By Roger Pearson
Anti-terrorism spot search provisions are to be challenged in the House of Lords by a freelance photographer.
Three law lords have given the green light for an appeal against a
decision last year in which the police won backing for a spot search
policy they adopted in September when a major arms fair was being held
in London.
The Appeal Court dismissed a challenge by a student
and a freelance photographer who claimed that the searches, carried out
on them by the Metropolitan Police under the provisions of
anti-terrorism laws, were unlawful.
Now, following a hearing last
week the law lords have given permission for Sheffield student Kevin
Gillan, 26, and photographer Pennie Quinton, 32, to challenge the
ruling.
The pair were stopped and searched in the street near the
ExCel Exhibition Centre in London on 9 September when the Defence
Systems and Equipment Exhibition and Conference was taking place.
The
Appeal Court, headed by the Lord Chief Justice, Lord Woolf, ruled that
the police had been entitled to use the anti-terrorism powers in the
way they did.
Lord Woolf said in the decision now to be
challenged: “The disadvantage of the intrusion and restraint imposed on
even a large number of individuals by being stopped and searched cannot
possibly match the advantage that accrues from the possibility of a
terrorist attack being foiled or deterred by the use of the power.”

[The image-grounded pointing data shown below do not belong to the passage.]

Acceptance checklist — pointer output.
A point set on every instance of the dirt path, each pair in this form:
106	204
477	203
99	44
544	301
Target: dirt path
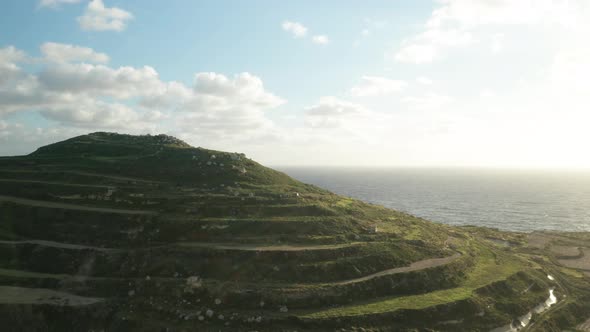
580	263
416	266
114	177
22	295
585	326
56	183
61	245
257	247
55	205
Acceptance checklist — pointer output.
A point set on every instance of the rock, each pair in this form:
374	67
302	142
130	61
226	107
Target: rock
194	282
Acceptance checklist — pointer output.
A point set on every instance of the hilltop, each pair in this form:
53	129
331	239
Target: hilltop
147	233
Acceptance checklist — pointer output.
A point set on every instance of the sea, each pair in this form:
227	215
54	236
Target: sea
512	200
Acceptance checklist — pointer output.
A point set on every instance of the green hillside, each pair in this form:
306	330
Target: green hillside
146	233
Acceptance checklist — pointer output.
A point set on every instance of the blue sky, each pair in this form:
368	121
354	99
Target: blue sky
387	83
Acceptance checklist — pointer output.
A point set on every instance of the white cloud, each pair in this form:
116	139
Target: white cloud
120	83
100	18
96	96
377	86
428	101
424	80
320	39
430	44
331	112
297	29
56	3
56	52
487	93
497	44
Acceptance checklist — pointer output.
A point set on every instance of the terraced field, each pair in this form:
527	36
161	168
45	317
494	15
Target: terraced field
116	232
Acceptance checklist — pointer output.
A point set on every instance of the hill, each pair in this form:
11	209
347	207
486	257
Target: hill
146	233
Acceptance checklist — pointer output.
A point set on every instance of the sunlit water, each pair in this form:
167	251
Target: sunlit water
509	200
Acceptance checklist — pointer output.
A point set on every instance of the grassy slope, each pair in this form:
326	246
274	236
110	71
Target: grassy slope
244	203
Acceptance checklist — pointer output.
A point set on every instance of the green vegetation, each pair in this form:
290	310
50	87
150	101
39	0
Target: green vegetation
144	233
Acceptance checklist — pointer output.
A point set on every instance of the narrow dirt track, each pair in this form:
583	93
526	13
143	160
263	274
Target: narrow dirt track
61	245
255	247
55	205
22	295
56	183
416	266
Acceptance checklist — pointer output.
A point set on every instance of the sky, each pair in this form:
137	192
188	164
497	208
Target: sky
445	83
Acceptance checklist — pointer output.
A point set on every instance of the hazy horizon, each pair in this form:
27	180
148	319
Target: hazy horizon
456	83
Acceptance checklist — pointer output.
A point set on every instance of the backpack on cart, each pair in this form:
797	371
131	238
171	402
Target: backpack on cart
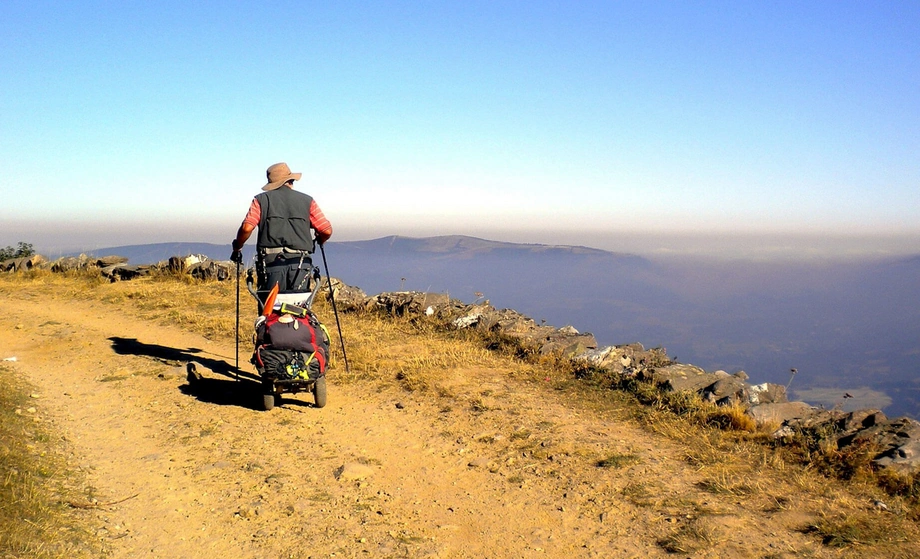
291	343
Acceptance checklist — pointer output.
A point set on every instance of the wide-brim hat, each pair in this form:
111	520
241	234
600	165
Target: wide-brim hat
278	174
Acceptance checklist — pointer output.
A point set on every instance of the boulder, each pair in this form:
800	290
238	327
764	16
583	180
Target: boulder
68	263
678	377
399	303
23	263
212	270
779	414
767	393
110	261
727	390
347	297
568	342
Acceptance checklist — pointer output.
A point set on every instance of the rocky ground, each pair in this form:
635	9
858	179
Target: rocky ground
493	467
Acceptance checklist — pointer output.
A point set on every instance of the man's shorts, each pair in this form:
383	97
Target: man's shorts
290	271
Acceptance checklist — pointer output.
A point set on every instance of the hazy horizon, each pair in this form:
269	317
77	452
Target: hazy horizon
734	129
61	238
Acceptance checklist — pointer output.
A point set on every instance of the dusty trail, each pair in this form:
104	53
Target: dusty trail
377	473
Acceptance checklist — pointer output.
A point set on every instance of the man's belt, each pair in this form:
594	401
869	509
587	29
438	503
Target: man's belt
282	250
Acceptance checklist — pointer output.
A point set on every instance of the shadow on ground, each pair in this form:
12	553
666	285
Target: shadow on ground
235	388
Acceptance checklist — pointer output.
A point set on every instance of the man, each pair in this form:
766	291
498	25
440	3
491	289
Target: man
284	244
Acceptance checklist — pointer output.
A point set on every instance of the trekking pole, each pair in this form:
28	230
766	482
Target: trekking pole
334	310
237	331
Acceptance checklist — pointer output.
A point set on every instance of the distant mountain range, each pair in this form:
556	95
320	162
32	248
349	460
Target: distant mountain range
846	326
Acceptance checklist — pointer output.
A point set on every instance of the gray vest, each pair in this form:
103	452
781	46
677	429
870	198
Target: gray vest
285	221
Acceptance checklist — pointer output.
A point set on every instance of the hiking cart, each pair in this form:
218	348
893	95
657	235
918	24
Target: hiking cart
291	345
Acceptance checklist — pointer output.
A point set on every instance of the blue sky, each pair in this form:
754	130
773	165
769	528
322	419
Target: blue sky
597	123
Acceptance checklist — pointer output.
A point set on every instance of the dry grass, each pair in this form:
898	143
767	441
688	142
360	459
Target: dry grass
418	356
35	485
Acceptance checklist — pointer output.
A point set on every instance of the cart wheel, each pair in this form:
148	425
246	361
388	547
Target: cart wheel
319	392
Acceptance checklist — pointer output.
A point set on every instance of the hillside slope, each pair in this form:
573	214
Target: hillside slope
429	447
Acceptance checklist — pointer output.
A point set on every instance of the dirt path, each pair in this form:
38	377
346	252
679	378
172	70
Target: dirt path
377	473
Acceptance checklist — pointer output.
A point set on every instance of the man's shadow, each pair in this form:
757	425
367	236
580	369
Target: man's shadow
236	388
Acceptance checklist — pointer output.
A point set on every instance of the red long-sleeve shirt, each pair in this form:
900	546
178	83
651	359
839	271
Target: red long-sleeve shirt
317	219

Police made the searches under the provisions of the Terrorism Act 2000.
However,
Gillan and Quinton argue that the act does not allow such searches and
what took place amounted to a breach of their human rights.
They
claim that their treatment amounted to “false imprisonment and unlawful
trespass”. As well as claiming the police action was unlawful they also
sought damages.
No date has been fixed for the House of Lords hearing of the case but it is expected to be later this year.